From James Monroe
Washington Sepr 8. 1812
I have yours of the 6th. I am willing & ready to act in either character alluded to. The effect on public opinion would be greater, if indeed any useful effect might be expected from it, by appointing me to command, than merely making a visit to the country. In the latter case, I would do every thing in my power to promote an organization of the forces, to digest their plan of operations, & facilitate a concert between the generals. In the former I should of course have the direction. The question about the commission is an important one. Mr Eustis thinks that, in consideration of the large bodies of volunteers collecting from the States contiguous to the scene of action, a comn. might be given me to take charge of, to organize & command them, which being that of Major Genl. would carry with it the command in that quarter.
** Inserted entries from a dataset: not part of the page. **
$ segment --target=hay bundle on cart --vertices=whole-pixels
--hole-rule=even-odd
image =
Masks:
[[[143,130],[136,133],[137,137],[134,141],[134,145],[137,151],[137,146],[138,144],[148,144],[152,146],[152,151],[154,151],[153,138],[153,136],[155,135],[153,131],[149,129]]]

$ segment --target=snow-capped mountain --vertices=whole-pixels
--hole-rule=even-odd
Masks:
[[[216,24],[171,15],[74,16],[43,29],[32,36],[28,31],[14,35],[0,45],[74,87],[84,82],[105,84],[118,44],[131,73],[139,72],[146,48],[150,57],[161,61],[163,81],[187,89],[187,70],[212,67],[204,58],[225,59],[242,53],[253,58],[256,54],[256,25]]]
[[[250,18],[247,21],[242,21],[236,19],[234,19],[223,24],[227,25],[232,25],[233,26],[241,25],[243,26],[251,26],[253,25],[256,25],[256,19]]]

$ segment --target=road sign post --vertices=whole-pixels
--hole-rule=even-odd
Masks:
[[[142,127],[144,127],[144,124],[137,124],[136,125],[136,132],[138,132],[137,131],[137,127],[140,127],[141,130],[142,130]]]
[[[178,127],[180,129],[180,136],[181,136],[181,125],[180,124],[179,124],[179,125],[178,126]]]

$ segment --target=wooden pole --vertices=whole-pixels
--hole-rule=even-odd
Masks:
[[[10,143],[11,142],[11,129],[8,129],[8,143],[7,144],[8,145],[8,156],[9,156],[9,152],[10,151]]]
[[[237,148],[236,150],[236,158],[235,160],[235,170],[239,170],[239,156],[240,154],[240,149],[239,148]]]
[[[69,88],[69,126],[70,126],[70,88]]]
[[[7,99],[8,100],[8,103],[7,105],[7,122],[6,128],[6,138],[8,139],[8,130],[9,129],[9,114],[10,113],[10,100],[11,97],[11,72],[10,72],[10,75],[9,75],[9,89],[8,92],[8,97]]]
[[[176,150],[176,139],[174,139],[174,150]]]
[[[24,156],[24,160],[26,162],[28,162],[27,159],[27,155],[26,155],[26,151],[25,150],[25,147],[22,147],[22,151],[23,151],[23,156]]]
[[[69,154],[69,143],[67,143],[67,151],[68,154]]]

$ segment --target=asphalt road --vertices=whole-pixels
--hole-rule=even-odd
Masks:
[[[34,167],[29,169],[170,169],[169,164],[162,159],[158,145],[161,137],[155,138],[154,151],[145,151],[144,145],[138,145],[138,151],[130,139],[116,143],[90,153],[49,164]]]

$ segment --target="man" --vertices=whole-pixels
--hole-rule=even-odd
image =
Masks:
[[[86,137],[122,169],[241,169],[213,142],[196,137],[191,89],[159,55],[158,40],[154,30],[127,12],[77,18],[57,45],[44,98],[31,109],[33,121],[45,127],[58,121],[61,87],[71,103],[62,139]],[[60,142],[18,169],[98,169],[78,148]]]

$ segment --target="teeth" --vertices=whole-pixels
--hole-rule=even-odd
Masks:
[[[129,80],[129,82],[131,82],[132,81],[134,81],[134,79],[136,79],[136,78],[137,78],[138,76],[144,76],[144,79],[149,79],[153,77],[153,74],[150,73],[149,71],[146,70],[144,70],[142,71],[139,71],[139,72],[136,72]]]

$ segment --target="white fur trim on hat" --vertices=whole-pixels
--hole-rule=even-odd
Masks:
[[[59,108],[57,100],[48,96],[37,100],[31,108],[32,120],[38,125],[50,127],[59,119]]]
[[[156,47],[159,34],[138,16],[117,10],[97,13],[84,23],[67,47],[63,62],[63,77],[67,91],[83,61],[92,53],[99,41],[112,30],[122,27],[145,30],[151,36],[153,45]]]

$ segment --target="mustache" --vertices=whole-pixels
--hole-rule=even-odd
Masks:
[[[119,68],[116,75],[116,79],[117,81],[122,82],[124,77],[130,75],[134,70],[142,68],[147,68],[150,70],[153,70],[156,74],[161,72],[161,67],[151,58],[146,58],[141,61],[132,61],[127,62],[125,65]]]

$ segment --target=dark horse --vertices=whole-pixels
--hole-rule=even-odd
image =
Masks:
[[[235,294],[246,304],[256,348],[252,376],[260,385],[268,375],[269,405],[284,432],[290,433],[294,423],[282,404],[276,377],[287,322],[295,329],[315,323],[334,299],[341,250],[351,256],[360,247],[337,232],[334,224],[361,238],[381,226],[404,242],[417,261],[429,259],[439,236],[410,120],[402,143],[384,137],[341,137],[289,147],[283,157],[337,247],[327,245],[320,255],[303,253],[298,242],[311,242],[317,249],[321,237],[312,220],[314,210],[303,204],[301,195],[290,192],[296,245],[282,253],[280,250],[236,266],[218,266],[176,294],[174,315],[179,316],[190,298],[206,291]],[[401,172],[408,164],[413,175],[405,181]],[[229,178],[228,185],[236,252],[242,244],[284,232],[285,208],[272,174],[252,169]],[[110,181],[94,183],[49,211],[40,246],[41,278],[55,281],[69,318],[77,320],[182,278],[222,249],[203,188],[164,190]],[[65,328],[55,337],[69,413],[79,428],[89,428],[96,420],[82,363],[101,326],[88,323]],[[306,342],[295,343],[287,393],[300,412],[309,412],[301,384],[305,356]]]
He sends you a copy of the act of Congress relating to volunteers, which will enable you to decide. The delay should be as short as possible. I most earnestly hope that you may find it convenient to return, for considerations which have been already suggested. If I take the command, I should write the Govr. of Virga., by whose cooperation a considerable volunteer force of cavalry, may be procurd, as also of infantry.
A Captn. Dobbins from Detroit, since the surrender, who was present at the time, confirms every [sic] the most unfavorable representation that has been given of that disgraceful event.1
We have nothing new from other quarters. Respectfully & sincerely yours
RC (DLC: Rives Collection, Madison Papers). Docketed by JM.